OCT can also help to identify suitable normal (or “less diseased”) vessel references for stent placement—the so-called stent landing zone. Because of limited tissue penetration, the adventitia is not always visualized, and quantification of the plaque burden is not an available option. Therefore, determination of stenosis severity and lesion length relies entirely upon proper lumen identification and may be cumbersome for less-experienced operators. Sites with the largest lumen proximal and distal to a stenosis and in the same arterial segment (usually within 10 mm of the stenosis with no major intervening side branches) have been used to define the proximal and distal references of a stenosis (Figure 2).31 Importantly, this is not necessarily the site with the least amount of plaque. Accurate quantification of vascular lumen dimensions can also optimize the selection of balloon and stent sizes.
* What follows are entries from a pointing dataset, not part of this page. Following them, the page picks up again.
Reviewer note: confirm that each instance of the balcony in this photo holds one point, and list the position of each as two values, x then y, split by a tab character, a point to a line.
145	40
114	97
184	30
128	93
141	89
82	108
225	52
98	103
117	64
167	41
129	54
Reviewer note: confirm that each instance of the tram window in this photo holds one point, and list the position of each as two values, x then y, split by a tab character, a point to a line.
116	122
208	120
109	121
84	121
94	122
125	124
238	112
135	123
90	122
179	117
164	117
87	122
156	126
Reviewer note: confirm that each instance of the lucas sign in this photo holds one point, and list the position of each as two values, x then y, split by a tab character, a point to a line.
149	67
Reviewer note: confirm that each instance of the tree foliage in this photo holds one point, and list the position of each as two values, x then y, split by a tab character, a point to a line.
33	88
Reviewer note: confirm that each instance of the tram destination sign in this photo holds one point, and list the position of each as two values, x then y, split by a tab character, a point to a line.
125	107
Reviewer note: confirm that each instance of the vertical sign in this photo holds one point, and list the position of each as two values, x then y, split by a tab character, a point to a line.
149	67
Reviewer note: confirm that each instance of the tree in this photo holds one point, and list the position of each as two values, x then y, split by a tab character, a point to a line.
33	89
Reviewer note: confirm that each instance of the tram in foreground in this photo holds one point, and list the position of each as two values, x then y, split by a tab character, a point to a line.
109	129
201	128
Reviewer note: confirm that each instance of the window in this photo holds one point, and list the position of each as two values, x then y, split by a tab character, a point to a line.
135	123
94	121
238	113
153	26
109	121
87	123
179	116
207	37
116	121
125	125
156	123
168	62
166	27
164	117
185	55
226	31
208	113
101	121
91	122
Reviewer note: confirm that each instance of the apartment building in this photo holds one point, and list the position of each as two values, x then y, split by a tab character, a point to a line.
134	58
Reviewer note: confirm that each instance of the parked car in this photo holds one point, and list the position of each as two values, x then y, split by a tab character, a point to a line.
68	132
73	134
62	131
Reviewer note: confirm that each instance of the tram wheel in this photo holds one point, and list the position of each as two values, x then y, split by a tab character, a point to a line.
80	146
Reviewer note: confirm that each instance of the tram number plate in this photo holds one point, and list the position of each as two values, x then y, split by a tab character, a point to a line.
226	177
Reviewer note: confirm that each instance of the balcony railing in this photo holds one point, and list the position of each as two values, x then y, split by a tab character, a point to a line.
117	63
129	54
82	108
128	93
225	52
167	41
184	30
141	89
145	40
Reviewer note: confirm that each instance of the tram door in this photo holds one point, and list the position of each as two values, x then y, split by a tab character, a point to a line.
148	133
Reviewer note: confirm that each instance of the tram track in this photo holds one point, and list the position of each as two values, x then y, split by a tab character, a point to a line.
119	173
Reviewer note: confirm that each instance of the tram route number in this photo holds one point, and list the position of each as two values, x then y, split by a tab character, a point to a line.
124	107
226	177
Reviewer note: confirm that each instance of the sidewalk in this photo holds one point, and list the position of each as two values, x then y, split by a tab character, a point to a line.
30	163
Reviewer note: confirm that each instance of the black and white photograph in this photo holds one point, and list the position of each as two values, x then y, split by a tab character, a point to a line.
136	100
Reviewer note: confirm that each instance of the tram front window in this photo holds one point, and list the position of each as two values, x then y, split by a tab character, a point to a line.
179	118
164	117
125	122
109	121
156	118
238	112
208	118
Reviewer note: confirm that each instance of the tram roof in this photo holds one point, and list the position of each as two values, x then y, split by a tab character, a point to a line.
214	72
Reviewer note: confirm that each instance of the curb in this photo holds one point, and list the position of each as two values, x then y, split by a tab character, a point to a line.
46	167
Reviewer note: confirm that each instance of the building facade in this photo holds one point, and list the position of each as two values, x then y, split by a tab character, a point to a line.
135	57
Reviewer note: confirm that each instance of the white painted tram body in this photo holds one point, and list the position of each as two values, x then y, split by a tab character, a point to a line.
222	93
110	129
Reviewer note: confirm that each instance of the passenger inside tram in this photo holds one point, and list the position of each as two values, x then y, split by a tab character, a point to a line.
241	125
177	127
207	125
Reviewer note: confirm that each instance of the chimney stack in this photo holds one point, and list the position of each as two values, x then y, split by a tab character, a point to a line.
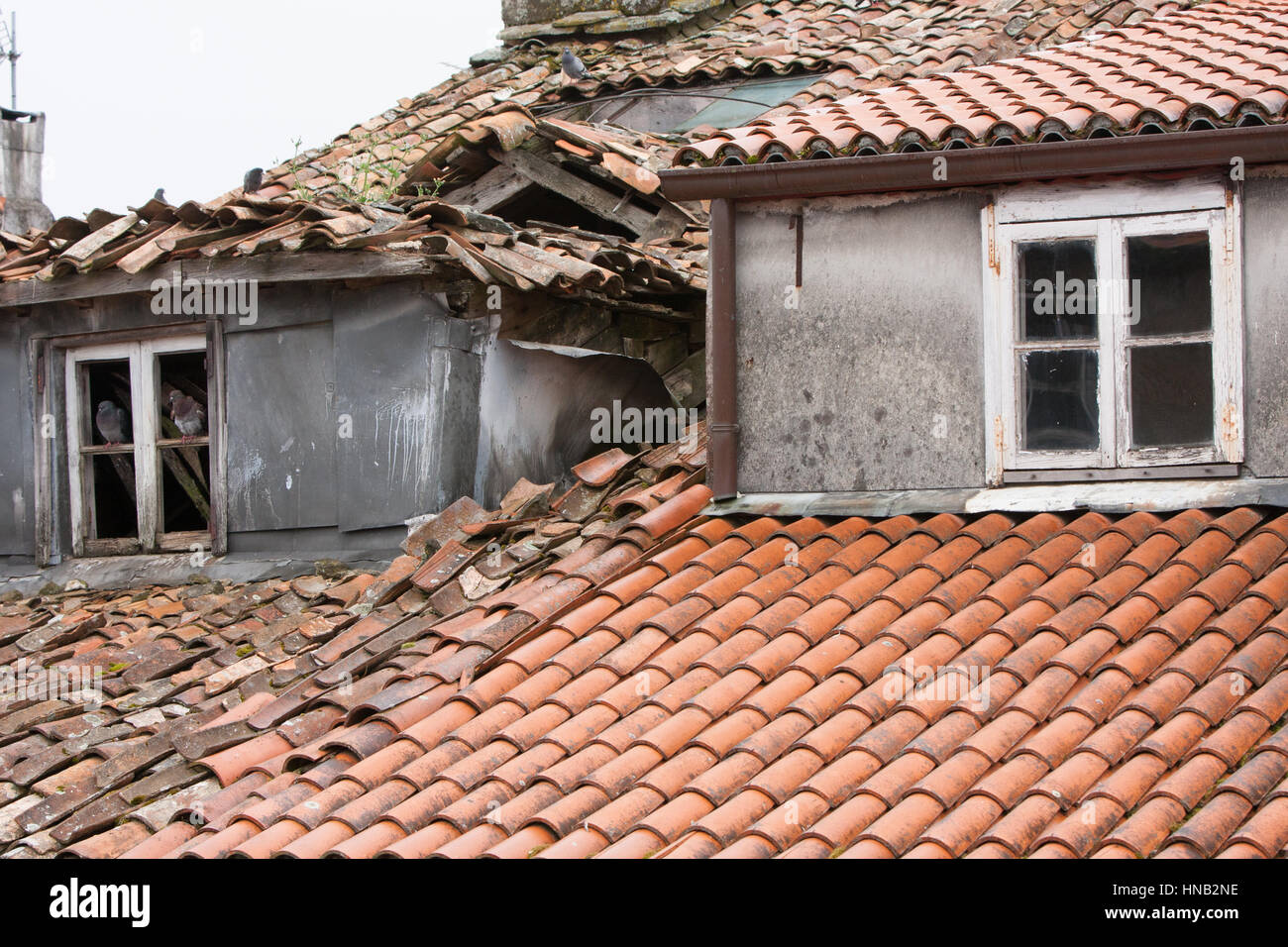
22	149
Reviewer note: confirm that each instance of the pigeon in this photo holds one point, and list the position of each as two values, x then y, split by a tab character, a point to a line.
110	421
188	416
572	67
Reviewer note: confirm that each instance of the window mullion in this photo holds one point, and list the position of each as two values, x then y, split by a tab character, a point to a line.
1112	373
143	410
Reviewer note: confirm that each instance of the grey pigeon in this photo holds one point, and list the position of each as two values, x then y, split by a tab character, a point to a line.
572	67
189	418
110	421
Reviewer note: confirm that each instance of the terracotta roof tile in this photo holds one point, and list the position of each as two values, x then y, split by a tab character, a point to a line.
1220	63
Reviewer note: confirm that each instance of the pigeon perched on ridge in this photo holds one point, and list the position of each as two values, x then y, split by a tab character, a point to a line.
572	67
110	421
188	416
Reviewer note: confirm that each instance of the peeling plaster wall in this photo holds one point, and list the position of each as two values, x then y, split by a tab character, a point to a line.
535	410
1265	312
876	380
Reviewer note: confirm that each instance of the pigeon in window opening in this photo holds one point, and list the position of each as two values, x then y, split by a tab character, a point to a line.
572	67
110	421
188	416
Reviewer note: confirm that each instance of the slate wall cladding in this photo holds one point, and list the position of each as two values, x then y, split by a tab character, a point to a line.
876	380
389	356
16	525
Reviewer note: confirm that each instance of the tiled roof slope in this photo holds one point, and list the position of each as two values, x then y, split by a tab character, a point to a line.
682	685
1219	64
851	46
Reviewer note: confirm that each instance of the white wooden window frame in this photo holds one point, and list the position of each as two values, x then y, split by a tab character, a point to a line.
1109	214
145	393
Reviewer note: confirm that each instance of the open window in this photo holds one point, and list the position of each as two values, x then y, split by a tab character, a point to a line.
1117	338
140	450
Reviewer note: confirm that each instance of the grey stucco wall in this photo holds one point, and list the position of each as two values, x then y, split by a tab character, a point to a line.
1265	312
536	408
876	380
281	434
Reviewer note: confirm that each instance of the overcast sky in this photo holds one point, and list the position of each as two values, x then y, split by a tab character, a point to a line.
180	94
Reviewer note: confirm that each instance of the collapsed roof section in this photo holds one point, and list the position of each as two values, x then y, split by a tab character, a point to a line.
614	674
1220	64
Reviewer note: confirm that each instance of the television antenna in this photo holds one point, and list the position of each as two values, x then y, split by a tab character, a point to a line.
9	51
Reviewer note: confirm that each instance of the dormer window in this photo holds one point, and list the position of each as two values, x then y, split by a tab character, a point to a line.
1117	339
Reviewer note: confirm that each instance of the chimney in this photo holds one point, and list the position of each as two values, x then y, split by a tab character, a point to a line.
22	147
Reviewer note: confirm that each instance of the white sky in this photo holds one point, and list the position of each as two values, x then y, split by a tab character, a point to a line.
188	94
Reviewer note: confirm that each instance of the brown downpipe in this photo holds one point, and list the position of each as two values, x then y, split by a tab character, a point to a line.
722	346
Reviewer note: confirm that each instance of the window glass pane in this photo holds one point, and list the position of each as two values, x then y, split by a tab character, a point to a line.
1057	289
184	488
1171	394
107	403
1171	283
1057	401
181	399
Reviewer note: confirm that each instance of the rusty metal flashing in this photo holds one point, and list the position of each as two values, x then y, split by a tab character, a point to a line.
925	170
1103	496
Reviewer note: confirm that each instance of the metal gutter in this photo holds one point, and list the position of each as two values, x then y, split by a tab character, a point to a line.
983	165
1124	496
722	346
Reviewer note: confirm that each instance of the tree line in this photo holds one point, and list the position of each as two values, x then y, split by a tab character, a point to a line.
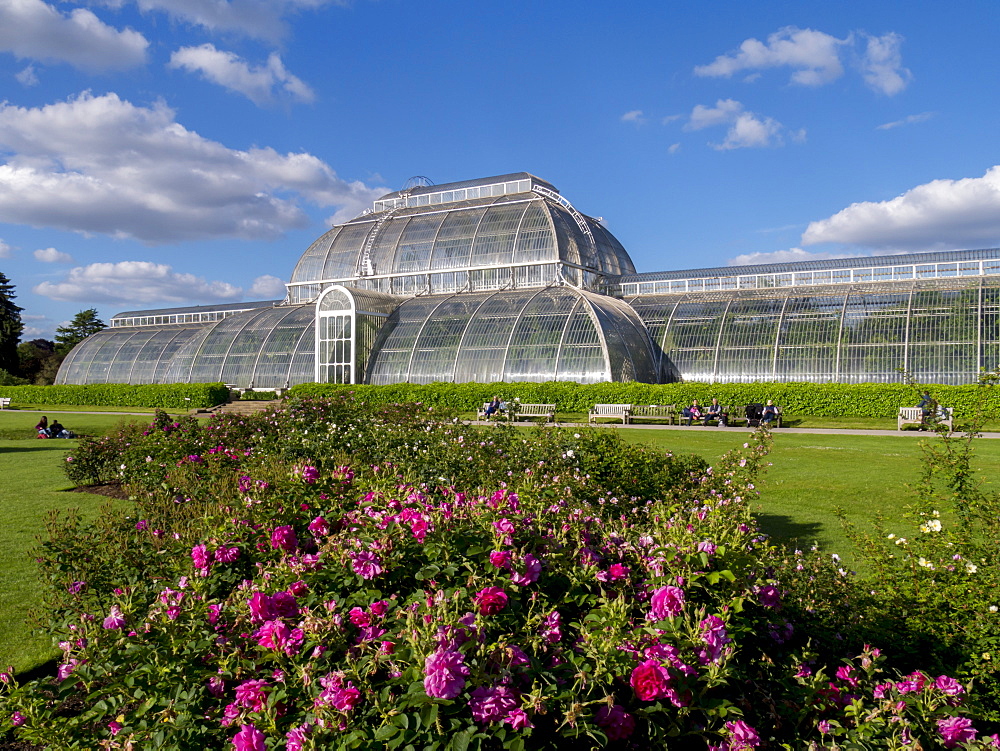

Assessment of Stent Expansion, Apposition, and Sizing
Stent underexpansion and malapposition have been linked to DES restenosis32,33 and acute/subacute thrombosis. 34 To date, the use of intravascular imaging to define stent and/or balloon sizing has relied on distal vessel reference or average reference vessel sizes. Likewise, stent expansion is usually assessed by comparison of the minimum in-stent cross-section area (frequently by using single cross-section information to represent the whole stented segment) against predefined reference areas, which can be the proximal, distal, largest, or average reference area.35 Current semiautomatic algorithms can easily and reproducibly quantify lumen and stent dimensions during OCT procedures in the catheterization laboratory, allowing quick recognition of minimal stent area and the estimation of stent expansion against the vascular references.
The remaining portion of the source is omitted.